* Ring is used in production environments
* We worry about maintaining backward compatibility
* We encourage new functionality to be tried out in 3rd-party libraries
* The SPEC and API has been stable for over 6 months
So perhaps we should start considering what we think needs doing
that's preventing a 1.0 stable release.
Here's my attempt at a Ring to-do list, categorized by priority.
+ Things that must be fixed before 1.0
* Fix wrap-lint bug that prevents seqs being recognised as valid
response bodies
+ Things that should be fixed before 1.0
* Allow multipart-params to choose its storage mechanism. Temp-files
aren't allowed on some cloud platforms (e.g. GAE).
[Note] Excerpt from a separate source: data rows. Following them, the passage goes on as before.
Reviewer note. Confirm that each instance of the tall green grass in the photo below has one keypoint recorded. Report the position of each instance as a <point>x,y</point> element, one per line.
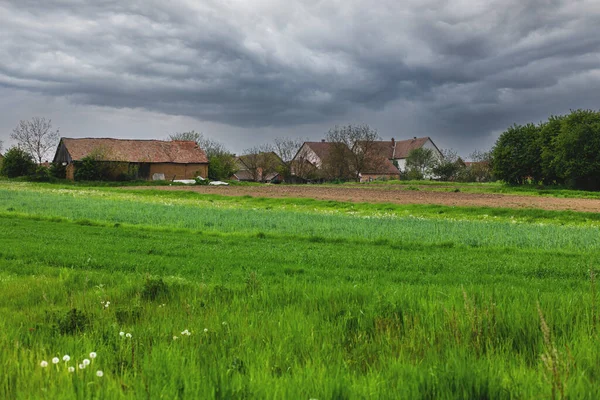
<point>444,309</point>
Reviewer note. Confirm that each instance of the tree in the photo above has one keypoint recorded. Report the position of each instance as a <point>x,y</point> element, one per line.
<point>36,137</point>
<point>286,149</point>
<point>354,149</point>
<point>448,168</point>
<point>260,161</point>
<point>17,162</point>
<point>420,162</point>
<point>517,156</point>
<point>577,150</point>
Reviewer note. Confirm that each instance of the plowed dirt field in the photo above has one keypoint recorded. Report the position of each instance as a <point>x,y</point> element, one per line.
<point>396,195</point>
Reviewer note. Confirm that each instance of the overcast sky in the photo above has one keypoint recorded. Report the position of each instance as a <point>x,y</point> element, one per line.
<point>246,71</point>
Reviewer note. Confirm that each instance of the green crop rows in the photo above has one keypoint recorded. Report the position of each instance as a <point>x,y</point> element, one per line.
<point>192,296</point>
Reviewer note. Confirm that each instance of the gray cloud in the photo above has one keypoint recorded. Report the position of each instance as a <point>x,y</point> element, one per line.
<point>458,71</point>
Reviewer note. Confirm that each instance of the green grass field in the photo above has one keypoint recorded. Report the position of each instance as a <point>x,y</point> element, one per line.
<point>287,298</point>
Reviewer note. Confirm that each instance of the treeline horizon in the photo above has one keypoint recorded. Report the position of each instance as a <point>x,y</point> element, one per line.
<point>564,150</point>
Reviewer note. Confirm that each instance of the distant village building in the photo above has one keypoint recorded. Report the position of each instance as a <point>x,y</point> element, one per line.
<point>177,159</point>
<point>311,159</point>
<point>398,150</point>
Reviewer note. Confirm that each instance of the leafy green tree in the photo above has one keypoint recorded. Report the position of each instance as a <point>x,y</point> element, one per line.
<point>516,154</point>
<point>577,150</point>
<point>420,162</point>
<point>17,162</point>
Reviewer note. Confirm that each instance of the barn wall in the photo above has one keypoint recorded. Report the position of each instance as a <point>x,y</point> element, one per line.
<point>179,171</point>
<point>370,177</point>
<point>70,174</point>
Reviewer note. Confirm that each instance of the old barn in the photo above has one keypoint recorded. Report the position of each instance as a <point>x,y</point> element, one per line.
<point>142,159</point>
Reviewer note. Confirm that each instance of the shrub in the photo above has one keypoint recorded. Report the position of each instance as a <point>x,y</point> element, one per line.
<point>17,162</point>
* Factor out content-type guessing functions in file-info into their
own utility namespace.
+ Things that would be nice to have for 1.0
(Nothing I can think of that shouldn't begin life as a 3rd-party
library. Accept-parsing should probably be a 3rd-party library at
first.)
+ Things that can wait under version 1.1 or later
* Asynchronous HTTP and Websocket support.
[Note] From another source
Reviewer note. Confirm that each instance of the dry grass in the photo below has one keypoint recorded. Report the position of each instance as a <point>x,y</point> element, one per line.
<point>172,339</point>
Can anyone else think of anything that we're missing or needs fixing?
Mark, what's your take on this?
- James
* Fix wrap-lint bug that prevents seqs being recognised as valid
response bodies
I suspect not. It's probably something that will be tried out in
third-party libraries (Compojure and lein-ring both support it), and
only when it proves itself a sound solution will it make its way into
Ring.
So more of a 1.1 thing than a 1.0 thing.
- James
Michael: Your code doesn't lint seqs of nonstrings, though it certainly is a step in the right direction.(and (seq? %) (every? string? %))is a more thorough test for conformance to the spec. `every?` iterates over the seq, though; possibly compromising laziness benefits. Hearing from a laziness expert on this point would be nice.
I don't think we need to worry about laziness; Clojure should make
that transparent to us.
Also, the SPEC says:
> Each element of the seq is sent to the client as a string.
So the seq doesn't necessarily have to be strings, just objects that
can be turned into strings (e.g. all objects, since everything has a
toString method).
I think we're overthinking this, so I've fixed this with a simple seq?
check and pushed the changes to GitHub. If we happen to need anything
more complex or thorough in future we can do so with another patch.